Attending the 4th Advanced Seminar on National K-12 English Teaching Powered by InfoTech to give keynote presentation (1,500 in the audience; 40,000 watching online), I got to know Zhu Qifei, the founder and CEO of the host company, Arivoc China. In our conversations, I grilled him about his business model and his principal product: Kouyu100, a desktop and mobile language learning tutor technology. Zhu started his company five years ago and now has 200 employees and 40 million paid subscribers, each paying 200-yuan (US$29) a year. The company is in a heavy growth stage, operating at the moment in 126 cities but set to continue to expand throughout the country. The company currently has 2,000 commission- based promoters who sign up new members. Zhu comes from an academic family; it turns out he lived for seven years at Beijing Normal University where I taught for three years and where his father was a nuclear physicist. Zhu studied computing and completed his PhD at the University of California in the area of computer-based speech recognition. He then headed up a DARPA project at Berkeley on speech recognition of telephone messages. Basically the system could listen to 200 million telephone conversations at a time and identify key words and phrases to be flagged and followed up on by law enforcement officials. (I’m not sure if he was supposed to kill me after telling me this.) He said that in part his interest in creating the language learning app/program was to put his knowledge about speech recognition to a more benign use. He was also motivated by what he saw as China’s need to develop new approaches for language teaching and learning. The program is a language tutor and is heavily customizable by teachers and students using it. In many ways, it resembles other language learning programs with speech recognition; I was curious to know how it made use of AI technology. At the first dinner, I asked to see how the AI worked. He took out his phone and showed me a photo he’d taken on the train on the way to the conference. He explained that even though there was only a small corner of the train window, the program was able to identify the photo with the label, “A photo of a field taken out of a train window.” Still skeptical, I asked him to take a photo of me and see what it said.
This was the result. He took the photo within the application and, after about three seconds, the rest of the information appeared. So this is the visual part of the AI program working with millions of images and algorithms to make sense of what is photographed. You can see that it offers two options: A man sitting at a table with a plate of food. and A man sitting at a table in front of a plate of food. In this case, both are correct, but you can choose which one you prefer. In others, there may be different points of interest identified in the photo that are the focus so the options might be different. As soon as the statements are ready, you can click on them to hear them read out in Siri-quality voices. It then listens to you repeat the sentence you have chosen and identifies any pronunciation errors. Zhu purposely mispronounced food and the program displayed the sentence showing that he’d said all the words correctly, except the word food, which was indicated in red.

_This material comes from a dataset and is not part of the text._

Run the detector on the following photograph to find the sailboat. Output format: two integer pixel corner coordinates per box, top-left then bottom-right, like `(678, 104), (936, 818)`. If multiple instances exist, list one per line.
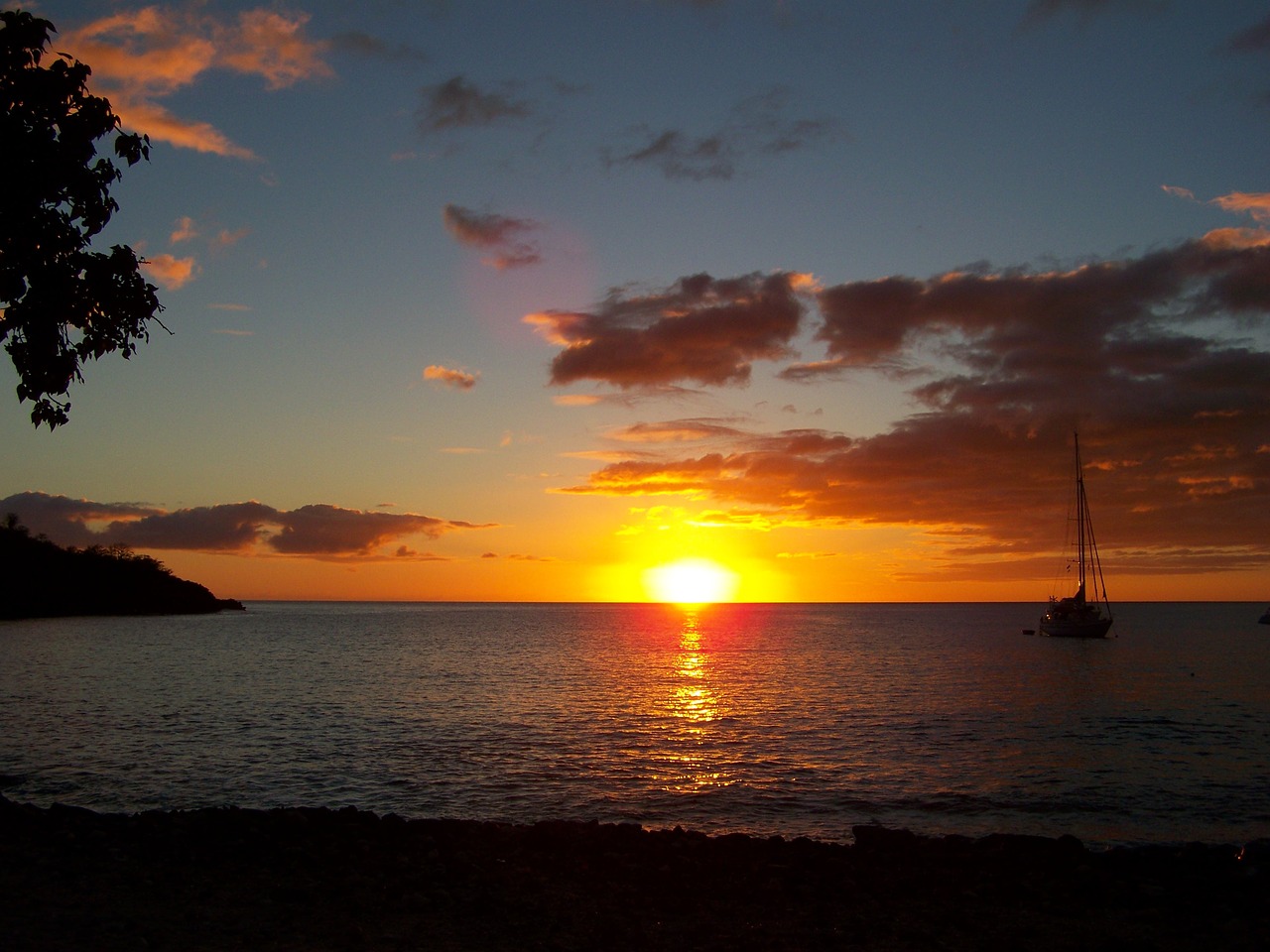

The program is not perfect but, as it is AI-enabled, it learns. It does this by soliciting corrections from users, which it then adds to its database. To illustrate this, Zhu showed a photo he had taken of the chairs in the conference venue. It mistakenly came up with, “A room filled with wooden benches.” He corrected wooden benches to chairs and, moments later, someone using the program to take a photo of a similar auditorium elsewhere in China would get the right answer. I would imagine that 40 million users could will help the AI program learn extremely quickly. Zhu is presenting at TESOL in Chicago in 2018. I’ll certainly be in the audience!